Inferring the residential building type from 3DBAG

More Info
expand_more

Abstract

Urban Energy Modeling (UEM) provides a comprehensive approach to urban planning, helping to create sustainable, resilient, and energy-efficient cities that meet the needs of current and future generations. The key inputs for UEM methodologies and tools are the geometry of the building stock and its thermophysical properties. In the Netherlands, the 3DBAG provides the building stock geometry, while the thermophysical properties can be approximated using energy consumption estimates specific to each residential building type from the IEE project TABULA. However, a challenge arises as open data on residential building types at a national level is currently not readily available, necessitating the development of a method to infer this information from other accessible data sources.

In response to similar successful studies, this thesis also focuses on utilising machine learning to address this challenge. Support Vector Machine (SVM) and Random Forest (RF) algorithms were tested and compared. These algorithms were trained using data on the residential building types obtained from the Rijssen-Holten energy testbed and EP-online, with the latter requiring preprocessing to obtain the relevant information. Additionally, 25 features derived from cadastral data and building geometry underwent a selection process to identify the essential features for accurate classification of building types.

Eight models were trained and applied across eight case studies, containing subsets of the Netherlands representative for the whole country. The combined results were analyzed to determine necessary features, required data, and the most suitable machine learning approach for this research.

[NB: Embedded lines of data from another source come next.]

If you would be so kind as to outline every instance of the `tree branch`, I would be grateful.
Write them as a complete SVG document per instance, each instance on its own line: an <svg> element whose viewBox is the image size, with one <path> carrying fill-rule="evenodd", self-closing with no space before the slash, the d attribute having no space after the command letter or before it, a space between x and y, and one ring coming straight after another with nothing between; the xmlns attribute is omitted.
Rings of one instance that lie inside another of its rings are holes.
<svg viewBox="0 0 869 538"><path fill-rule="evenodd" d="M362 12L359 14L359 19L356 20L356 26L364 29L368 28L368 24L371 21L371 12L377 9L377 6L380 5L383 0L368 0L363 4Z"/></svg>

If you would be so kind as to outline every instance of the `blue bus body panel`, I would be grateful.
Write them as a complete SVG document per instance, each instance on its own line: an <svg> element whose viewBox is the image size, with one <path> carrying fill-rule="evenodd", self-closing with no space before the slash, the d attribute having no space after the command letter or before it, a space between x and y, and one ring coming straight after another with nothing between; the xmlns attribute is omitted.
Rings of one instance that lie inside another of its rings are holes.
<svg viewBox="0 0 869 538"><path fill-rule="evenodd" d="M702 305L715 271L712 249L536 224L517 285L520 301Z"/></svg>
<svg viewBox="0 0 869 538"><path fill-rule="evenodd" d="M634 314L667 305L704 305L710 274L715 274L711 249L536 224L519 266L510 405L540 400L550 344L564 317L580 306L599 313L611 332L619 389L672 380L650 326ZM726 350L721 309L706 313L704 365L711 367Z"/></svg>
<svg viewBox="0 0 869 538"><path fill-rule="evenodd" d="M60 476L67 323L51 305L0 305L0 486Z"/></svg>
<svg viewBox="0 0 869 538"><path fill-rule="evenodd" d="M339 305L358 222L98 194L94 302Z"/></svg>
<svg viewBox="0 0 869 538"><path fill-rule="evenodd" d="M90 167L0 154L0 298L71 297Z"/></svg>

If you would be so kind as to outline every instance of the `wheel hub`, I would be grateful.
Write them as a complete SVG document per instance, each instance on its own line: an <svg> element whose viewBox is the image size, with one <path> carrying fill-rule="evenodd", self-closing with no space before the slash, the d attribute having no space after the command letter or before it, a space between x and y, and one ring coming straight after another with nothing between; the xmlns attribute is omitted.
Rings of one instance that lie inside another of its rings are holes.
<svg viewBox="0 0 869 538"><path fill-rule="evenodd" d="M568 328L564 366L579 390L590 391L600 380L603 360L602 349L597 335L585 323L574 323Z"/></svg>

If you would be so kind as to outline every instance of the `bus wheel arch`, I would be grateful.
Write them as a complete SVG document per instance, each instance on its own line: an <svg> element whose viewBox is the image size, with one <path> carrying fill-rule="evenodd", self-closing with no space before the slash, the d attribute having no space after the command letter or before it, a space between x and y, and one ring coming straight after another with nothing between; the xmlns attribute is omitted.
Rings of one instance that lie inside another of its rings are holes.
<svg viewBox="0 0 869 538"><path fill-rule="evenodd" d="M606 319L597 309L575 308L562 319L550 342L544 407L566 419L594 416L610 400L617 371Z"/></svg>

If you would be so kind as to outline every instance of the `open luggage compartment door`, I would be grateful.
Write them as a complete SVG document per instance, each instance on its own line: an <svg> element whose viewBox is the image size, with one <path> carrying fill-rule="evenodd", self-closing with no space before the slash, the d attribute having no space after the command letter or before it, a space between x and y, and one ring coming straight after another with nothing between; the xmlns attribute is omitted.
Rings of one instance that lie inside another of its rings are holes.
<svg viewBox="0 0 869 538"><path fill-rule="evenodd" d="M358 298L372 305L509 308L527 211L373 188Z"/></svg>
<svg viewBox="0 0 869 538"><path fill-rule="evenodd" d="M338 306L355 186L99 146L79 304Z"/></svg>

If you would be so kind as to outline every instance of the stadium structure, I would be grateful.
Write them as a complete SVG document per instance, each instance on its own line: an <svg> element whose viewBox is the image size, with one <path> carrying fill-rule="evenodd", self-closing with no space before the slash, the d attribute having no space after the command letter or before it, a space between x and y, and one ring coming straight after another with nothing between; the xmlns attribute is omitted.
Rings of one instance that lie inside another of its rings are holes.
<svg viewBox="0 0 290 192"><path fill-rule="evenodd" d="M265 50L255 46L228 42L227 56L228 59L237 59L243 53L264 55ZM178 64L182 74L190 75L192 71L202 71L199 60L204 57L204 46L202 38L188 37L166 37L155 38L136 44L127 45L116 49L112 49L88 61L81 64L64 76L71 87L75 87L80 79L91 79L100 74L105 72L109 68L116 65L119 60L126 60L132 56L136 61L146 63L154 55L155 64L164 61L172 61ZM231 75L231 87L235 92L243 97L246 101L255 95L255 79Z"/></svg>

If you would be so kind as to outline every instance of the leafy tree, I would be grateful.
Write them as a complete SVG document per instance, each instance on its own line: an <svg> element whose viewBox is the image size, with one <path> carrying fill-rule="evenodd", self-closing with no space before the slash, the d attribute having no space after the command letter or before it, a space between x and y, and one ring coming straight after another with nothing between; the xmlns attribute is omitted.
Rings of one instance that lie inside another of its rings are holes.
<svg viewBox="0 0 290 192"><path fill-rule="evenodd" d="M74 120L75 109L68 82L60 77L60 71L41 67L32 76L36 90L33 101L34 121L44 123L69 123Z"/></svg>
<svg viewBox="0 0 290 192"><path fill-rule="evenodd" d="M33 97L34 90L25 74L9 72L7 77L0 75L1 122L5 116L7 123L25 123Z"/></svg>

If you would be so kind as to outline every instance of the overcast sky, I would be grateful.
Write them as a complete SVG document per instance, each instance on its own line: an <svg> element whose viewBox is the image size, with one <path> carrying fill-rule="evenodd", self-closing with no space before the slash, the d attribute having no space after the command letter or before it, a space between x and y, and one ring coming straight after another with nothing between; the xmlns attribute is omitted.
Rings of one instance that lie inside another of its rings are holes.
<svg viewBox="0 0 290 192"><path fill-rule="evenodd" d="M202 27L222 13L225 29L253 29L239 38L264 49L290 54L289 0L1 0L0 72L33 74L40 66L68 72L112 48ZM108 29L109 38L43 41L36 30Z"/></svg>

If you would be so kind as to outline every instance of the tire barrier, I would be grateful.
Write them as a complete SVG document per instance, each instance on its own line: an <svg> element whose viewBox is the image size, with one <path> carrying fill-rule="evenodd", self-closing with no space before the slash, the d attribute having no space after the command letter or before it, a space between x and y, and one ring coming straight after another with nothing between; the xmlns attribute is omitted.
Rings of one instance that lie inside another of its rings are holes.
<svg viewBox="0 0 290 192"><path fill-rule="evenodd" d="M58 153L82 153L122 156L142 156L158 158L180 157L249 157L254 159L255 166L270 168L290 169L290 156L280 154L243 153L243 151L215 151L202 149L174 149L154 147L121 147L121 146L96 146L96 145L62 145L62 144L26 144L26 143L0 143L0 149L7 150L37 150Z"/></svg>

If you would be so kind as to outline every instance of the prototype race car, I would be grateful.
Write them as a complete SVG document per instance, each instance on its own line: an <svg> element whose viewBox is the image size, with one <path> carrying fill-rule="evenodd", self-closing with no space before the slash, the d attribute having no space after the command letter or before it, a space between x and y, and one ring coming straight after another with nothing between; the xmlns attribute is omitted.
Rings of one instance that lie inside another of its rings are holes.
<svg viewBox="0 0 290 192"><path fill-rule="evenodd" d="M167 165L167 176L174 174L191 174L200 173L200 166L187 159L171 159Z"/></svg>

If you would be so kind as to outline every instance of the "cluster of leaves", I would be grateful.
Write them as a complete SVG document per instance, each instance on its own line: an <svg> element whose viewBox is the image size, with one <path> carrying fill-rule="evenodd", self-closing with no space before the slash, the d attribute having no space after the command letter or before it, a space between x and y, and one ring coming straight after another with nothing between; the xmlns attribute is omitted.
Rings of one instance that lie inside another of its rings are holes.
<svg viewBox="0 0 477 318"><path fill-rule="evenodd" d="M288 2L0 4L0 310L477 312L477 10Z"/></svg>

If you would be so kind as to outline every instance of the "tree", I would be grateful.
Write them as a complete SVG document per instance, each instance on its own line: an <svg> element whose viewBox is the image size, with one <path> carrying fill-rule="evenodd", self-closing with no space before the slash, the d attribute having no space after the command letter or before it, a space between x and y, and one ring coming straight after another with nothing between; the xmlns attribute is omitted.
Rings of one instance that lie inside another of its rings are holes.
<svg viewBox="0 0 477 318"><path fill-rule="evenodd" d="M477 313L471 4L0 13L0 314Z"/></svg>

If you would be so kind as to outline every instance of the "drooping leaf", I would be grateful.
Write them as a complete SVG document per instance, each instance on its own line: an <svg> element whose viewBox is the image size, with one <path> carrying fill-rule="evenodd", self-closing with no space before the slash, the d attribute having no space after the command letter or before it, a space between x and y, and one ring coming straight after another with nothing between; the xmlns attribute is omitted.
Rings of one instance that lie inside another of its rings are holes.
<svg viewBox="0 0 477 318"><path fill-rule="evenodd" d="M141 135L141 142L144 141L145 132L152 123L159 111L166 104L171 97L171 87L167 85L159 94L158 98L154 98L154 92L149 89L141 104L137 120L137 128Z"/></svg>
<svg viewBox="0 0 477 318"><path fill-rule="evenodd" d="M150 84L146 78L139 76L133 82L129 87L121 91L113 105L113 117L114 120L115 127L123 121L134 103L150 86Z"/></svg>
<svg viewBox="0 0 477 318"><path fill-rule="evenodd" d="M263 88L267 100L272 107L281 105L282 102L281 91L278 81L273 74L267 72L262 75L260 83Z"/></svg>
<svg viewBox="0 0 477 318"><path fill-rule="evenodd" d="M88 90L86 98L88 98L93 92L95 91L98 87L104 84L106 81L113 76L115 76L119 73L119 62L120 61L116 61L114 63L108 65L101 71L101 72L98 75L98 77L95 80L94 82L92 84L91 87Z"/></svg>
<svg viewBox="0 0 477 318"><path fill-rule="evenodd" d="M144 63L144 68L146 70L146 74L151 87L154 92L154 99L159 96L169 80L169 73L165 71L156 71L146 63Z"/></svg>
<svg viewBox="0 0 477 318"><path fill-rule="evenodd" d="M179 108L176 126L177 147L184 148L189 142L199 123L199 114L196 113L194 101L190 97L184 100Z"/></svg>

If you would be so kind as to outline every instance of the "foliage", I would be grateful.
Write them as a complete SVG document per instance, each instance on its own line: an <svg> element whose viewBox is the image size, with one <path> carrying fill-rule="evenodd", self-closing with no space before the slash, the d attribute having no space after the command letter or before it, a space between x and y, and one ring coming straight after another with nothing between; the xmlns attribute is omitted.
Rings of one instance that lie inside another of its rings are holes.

The results revealed that features such as adjacency to other buildings, width, and volume in LoD2.2 correlated the most with Dutch residential building types. However, critical features like the number of storeys, the presence of an open porch, or galleries were not available as open data, even though they directly relate to the definition of certain residential building types.

This thesis presented successful models, demonstrating accuracies between 61.1% and 98.5%, and balanced accuracies ranging from 51.6% to 94.2%. Importantly, performance differences were observed in various case studies, particularly in distinguishing accuracy between multi-dwelling and single-dwelling houses. Despite the longer tuning and training time, the suitability and accuracy of the RF models generally outperformed the SVM models.

These findings highlights the capacity of machine learning to attain robust classification outcomes for the Dutch building stock when trained on representative datasets. Nevertheless, it is emphasized that the accuracy of results is contingent on data quality, and difficulties may arise in scenarios involving intricate buildings with multiple components and ambiguous classification rules.